On Fri, Mar 20, 2026 at 4:09 PM Amber Lin <[email protected]> wrote:
>
> When allocate the hung queues memory, we need to take the number of
> queues into account for the worst hang case.
>
> Suggested-by: Jonathan Kim <[email protected]>
> Signed-off-by: Amber Lin <[email protected]>
> ---
> drivers/gpu/drm/amd/amdgpu/amdgpu_mes.c | 33 +++++++++++++++++++------
> 1 file changed, 26 insertions(+), 7 deletions(-)
>
> diff --git a/drivers/gpu/drm/amd/amdgpu/amdgpu_mes.c
> b/drivers/gpu/drm/amd/amdgpu/amdgpu_mes.c
> index 0d4c77c1b4b5..b68bf4a9cb40 100644
> --- a/drivers/gpu/drm/amd/amdgpu/amdgpu_mes.c
> +++ b/drivers/gpu/drm/amd/amdgpu/amdgpu_mes.c
> @@ -103,7 +103,7 @@ static inline u32 amdgpu_mes_get_hqd_mask(u32 num_pipe,
>
> int amdgpu_mes_init(struct amdgpu_device *adev)
> {
> - int i, r, num_pipes;
> + int i, r, num_pipes, num_queues = 0;
> u32 total_vmid_mask, reserved_vmid_mask;
> int num_xcc = adev->gfx.xcc_mask ? NUM_XCC(adev->gfx.xcc_mask) : 1;
> u32 gfx_hqd_mask =
> amdgpu_mes_get_hqd_mask(adev->gfx.me.num_pipe_per_me,
> @@ -159,7 +159,7 @@ int amdgpu_mes_init(struct amdgpu_device *adev)
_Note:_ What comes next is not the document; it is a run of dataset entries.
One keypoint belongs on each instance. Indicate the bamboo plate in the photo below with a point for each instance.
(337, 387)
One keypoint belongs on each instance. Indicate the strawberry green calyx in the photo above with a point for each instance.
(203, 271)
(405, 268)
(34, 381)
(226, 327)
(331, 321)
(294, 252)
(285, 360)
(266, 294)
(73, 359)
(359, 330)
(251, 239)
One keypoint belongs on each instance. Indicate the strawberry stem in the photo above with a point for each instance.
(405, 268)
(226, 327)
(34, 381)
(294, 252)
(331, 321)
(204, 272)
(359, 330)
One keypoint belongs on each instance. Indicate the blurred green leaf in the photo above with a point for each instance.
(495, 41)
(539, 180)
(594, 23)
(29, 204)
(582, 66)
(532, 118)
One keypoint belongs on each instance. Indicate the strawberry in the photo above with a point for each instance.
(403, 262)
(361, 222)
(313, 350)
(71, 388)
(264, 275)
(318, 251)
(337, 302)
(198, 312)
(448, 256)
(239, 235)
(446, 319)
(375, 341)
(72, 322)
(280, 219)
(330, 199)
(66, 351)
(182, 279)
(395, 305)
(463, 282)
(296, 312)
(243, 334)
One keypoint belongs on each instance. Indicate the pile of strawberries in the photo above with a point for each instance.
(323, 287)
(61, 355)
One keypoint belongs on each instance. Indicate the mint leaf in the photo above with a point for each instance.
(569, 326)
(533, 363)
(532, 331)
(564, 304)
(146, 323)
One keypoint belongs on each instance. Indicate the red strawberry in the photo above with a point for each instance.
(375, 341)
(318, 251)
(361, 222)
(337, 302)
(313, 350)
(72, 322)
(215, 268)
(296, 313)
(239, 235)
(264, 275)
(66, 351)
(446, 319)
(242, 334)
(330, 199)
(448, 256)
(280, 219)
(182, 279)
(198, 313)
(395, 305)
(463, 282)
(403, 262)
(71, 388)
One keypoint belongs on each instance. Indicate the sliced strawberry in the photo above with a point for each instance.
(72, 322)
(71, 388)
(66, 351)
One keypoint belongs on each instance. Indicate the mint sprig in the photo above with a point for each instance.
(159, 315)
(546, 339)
> adev->mes.compute_hqd_mask[i] = compute_hqd_mask;
> }
>
> - num_pipes = adev->sdma.num_instances;
> + num_pipes = adev->sdma.num_inst_per_xcc;
> if (num_pipes > AMDGPU_MES_MAX_SDMA_PIPES)
> dev_warn(adev->dev, "more SDMA pipes than supported by MES!
> (%d vs %d)\n",
> num_pipes, AMDGPU_MES_MAX_SDMA_PIPES);
> @@ -216,8 +216,27 @@ int amdgpu_mes_init(struct amdgpu_device *adev)
> if (r)
> goto error_doorbell;
>
> + if (amdgpu_ip_version(adev, GC_HWIP, 0) >= IP_VERSION(12, 0, 0)) {
Is this 12.0 and higher or 12.1 and higher?
Alex
> + /* When queue/pipe reset is done in MES instead of in the
> + * driver, MES passes hung queues information to the driver in
> + * hung_queue_hqd_info. Calculate required space to store this
> + * information.
> + */
> + for (i = 0; i < AMDGPU_MES_MAX_GFX_PIPES; i++)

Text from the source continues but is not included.